Sent from my iPhone using Goat Forum


----------



## glndg

I used to think it was safe also. My vet does not recommend it. It is banned in some countries.

From Wikipedia: Carbaryl is a cholinesterase inhibitor and is toxic to humans. It is classified as a likely human carcinogen by the United States Environmental Protection Agency (EPA.)[4] The oral LD50 (median lethal dose) 250 to 850 mg/kg for rats and 100 to 650 mg/kg for mice.
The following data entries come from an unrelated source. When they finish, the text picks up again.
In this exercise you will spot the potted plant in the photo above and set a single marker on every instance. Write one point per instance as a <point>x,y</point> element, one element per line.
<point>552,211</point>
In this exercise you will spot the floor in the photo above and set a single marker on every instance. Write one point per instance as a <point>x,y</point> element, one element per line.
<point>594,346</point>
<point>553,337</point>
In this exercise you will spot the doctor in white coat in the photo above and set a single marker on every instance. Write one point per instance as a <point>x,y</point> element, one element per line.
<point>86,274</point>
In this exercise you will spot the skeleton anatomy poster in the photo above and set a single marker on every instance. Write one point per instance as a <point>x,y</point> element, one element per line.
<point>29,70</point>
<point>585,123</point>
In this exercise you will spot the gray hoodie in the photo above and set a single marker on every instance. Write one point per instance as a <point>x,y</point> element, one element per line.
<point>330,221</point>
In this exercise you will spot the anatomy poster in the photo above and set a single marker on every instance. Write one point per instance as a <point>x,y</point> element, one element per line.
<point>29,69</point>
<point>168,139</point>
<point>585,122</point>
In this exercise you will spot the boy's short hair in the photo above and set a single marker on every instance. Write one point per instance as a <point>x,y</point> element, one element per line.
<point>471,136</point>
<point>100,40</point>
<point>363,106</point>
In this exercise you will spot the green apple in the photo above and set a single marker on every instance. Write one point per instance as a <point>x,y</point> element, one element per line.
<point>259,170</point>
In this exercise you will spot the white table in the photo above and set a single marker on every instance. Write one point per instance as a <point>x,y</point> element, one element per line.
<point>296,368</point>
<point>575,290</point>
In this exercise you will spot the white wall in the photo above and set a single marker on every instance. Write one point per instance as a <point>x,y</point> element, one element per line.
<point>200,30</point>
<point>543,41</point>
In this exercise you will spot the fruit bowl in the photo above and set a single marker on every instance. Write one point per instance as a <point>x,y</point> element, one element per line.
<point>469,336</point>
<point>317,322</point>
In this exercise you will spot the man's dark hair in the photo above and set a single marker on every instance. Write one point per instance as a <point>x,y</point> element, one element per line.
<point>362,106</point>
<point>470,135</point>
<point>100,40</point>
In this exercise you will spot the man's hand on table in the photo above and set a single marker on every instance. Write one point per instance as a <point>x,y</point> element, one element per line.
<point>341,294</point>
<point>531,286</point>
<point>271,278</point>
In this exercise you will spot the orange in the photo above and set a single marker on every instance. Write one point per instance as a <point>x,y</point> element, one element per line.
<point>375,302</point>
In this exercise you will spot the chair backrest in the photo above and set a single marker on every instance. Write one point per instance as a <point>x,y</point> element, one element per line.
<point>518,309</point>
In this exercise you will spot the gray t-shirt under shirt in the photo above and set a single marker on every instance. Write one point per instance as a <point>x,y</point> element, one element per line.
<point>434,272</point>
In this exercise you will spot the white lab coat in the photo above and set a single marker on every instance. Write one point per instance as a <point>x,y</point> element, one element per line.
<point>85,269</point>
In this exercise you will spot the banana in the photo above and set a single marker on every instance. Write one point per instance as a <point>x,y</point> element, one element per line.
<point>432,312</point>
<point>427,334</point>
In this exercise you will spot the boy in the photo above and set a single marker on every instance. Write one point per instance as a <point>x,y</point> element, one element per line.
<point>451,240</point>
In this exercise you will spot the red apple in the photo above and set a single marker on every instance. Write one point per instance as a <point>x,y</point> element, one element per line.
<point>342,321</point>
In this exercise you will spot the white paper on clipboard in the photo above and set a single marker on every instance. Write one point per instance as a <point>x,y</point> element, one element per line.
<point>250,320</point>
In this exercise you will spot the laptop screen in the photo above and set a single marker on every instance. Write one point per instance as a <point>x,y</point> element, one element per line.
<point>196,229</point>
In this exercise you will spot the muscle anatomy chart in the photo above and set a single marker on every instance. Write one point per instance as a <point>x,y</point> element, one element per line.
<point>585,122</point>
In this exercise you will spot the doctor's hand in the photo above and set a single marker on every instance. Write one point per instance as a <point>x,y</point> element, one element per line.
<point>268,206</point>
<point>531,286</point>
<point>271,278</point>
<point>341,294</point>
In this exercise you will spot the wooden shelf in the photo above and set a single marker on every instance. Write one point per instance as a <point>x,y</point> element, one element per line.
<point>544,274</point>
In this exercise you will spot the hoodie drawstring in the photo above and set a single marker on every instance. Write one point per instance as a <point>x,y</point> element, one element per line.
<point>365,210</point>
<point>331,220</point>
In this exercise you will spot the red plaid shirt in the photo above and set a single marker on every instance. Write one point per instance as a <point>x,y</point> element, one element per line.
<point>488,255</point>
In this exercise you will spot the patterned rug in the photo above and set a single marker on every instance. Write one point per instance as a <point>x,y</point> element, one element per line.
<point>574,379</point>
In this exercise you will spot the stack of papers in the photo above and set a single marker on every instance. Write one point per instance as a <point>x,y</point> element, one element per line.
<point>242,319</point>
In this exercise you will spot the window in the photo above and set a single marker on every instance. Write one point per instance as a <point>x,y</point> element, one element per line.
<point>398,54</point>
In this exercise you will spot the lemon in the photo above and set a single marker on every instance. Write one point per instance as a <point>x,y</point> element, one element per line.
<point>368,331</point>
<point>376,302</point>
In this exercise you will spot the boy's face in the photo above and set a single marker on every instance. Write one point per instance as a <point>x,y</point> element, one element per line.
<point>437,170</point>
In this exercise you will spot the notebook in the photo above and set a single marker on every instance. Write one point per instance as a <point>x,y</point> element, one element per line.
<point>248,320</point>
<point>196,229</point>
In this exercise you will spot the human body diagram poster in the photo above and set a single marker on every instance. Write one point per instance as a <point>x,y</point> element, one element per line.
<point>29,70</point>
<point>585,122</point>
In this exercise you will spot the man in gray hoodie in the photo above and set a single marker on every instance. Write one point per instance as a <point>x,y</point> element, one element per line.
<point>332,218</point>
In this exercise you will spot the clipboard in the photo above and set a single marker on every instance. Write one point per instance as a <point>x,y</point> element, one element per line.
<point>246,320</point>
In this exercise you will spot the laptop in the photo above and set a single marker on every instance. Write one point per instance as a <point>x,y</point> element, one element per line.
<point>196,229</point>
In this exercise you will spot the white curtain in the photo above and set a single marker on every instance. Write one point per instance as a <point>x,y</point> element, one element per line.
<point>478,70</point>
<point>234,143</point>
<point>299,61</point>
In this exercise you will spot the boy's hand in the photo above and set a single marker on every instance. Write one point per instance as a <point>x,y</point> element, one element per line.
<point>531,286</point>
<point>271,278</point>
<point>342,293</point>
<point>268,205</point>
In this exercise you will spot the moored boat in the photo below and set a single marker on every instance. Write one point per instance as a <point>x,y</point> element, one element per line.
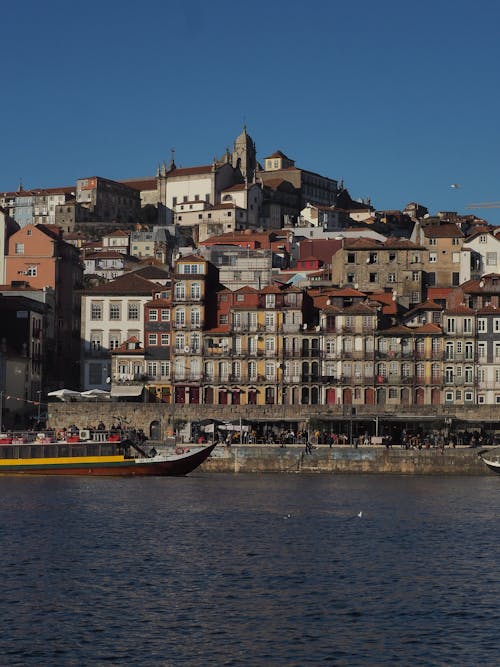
<point>95,456</point>
<point>492,461</point>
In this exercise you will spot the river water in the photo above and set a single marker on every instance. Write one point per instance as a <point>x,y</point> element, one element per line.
<point>250,570</point>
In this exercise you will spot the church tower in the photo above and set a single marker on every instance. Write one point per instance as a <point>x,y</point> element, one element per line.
<point>245,155</point>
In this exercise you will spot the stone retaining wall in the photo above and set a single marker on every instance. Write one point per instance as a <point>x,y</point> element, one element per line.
<point>323,459</point>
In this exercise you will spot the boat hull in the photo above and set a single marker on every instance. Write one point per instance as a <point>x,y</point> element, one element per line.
<point>108,466</point>
<point>492,465</point>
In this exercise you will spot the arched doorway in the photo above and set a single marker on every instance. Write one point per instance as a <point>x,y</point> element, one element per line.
<point>419,396</point>
<point>330,396</point>
<point>155,430</point>
<point>435,396</point>
<point>381,396</point>
<point>269,395</point>
<point>370,396</point>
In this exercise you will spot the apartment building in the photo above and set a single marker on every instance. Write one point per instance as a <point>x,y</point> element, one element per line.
<point>371,266</point>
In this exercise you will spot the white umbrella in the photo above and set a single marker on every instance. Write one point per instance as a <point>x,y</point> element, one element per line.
<point>64,394</point>
<point>95,393</point>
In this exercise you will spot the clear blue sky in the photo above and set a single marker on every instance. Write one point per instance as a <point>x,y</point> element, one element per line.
<point>398,98</point>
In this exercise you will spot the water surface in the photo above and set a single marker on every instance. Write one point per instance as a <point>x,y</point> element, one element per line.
<point>249,570</point>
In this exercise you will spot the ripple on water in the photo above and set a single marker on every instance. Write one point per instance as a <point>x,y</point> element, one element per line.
<point>205,570</point>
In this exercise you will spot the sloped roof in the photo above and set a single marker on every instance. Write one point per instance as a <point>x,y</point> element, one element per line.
<point>448,230</point>
<point>190,171</point>
<point>129,283</point>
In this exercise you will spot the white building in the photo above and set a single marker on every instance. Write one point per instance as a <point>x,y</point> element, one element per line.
<point>480,255</point>
<point>111,314</point>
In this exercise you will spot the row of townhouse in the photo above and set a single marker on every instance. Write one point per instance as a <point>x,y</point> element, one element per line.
<point>190,340</point>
You can find a long list of possible effects such as respiratory paralysis, coma, pulmonary edema, etc. on the fact sheet on the gardentech.com web site. It cautions against skin contact, inhalation or ingestion. It can cause long-term negative health effects.


----------



## happybleats

we use it...I put it in the dusting areas and let the chicken dust themselves...


----------



## toth boer goats

I agree. It is safe.


----------



## Dayna

We use it. I know there is risks and have studied that wiki. I've decided that the benefits outweigh the risks. My chickens short term health with the mites outweighs the remote possibility of them getting cancer or the more remote possibility of ME getting cancer via their eggs.

Don't inhale it, it is a lung irritant.


----------



## Greybird

I think it's possibly more dangerous with constant, long-term exposure but occasional use seems to be very safe.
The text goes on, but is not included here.